Paul Manfort’s 2015-16 personal financial crisis

I haven’t really been clear on why Special Counsel Robert Mueller is prosecuting former Trump campaign manager Paul Manafort, but a February 28 article from Talking Points Memo (referencing a piece from Bloomberg dated the same day) puts things into sharper focus.

The short version is this: In the early years of this decade Paul Manafort’s main client was Viktor Yanukovych, a pro-Russian Ukrainian politician who become president of Ukraine in 2010. Manafort advised Yanukovych on politics and campaigning, but he also used his influence in the U.S. on behalf of what was then Ukraine’s pro-Putin government and hence at least indirectly acting on behalf of Russia. Manafort is now facing charges of having failed to register as a foreign agent in the U.S.

Yanukovich was ousted in 2014, sending him fleeing into exile in Russia. The new government charged him with treason and accused him of corruption as well. Russia staged military incursions into eastern Ukraine and seized the Crimean peninsula by force, and in response Russia was hit with international sanctions. I won’t even try to summarize the details here, but with respect to Manafort, the relevant point is that with his client out of power, he was suddenly without his main source of income.

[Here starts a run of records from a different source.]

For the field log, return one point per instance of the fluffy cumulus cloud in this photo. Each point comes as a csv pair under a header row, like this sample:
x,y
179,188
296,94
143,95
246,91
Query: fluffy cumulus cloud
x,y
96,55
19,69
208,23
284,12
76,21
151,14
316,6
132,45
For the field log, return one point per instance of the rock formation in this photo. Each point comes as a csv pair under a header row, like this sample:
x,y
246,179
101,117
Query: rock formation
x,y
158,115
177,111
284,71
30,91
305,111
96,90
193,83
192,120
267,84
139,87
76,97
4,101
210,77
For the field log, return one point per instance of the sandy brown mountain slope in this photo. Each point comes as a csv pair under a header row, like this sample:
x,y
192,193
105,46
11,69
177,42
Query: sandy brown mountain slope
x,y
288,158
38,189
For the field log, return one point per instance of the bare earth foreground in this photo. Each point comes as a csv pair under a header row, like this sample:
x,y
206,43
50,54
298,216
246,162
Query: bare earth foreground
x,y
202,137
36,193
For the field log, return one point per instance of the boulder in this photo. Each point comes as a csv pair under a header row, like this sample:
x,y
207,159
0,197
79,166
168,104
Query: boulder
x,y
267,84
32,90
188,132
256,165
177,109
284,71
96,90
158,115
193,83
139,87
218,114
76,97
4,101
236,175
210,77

Complicating matters further, in late 2014 Manafort’s family discovered that he had been carrying on an affair, and in 2015 he apparently suffered a kind of emotional crisis, reportedly telling his daughter that he was contemplating suicide, and eventually he checked into an inpatient facility for treatment.

Only a few weeks later, Manafort sought a job in the Trump campaign. In late March of 2016 he was hired, and two months later he was named campaign manager, though according to the campaign he was an unpaid volunteer.

As the TPM article points out, it made sense for Manafort to try to reestablish himself in American politics, but it’s also true that he had long ties to pro-Russian interests, that Russia was very interested in having sanctions lifted, and that Manafort was facing personal and financial problems at the time he took the unpaid job.

The aforementioned Bloomberg article quotes former federal prosecutor Peter Zeidenberg as saying, “Manafort looks like he’s in dire straits. Then he drops everything to work for free for Trump. It’s very strange.” This is only suggestive, but it might explain why Mueller is concentrating on Manafort and his associates.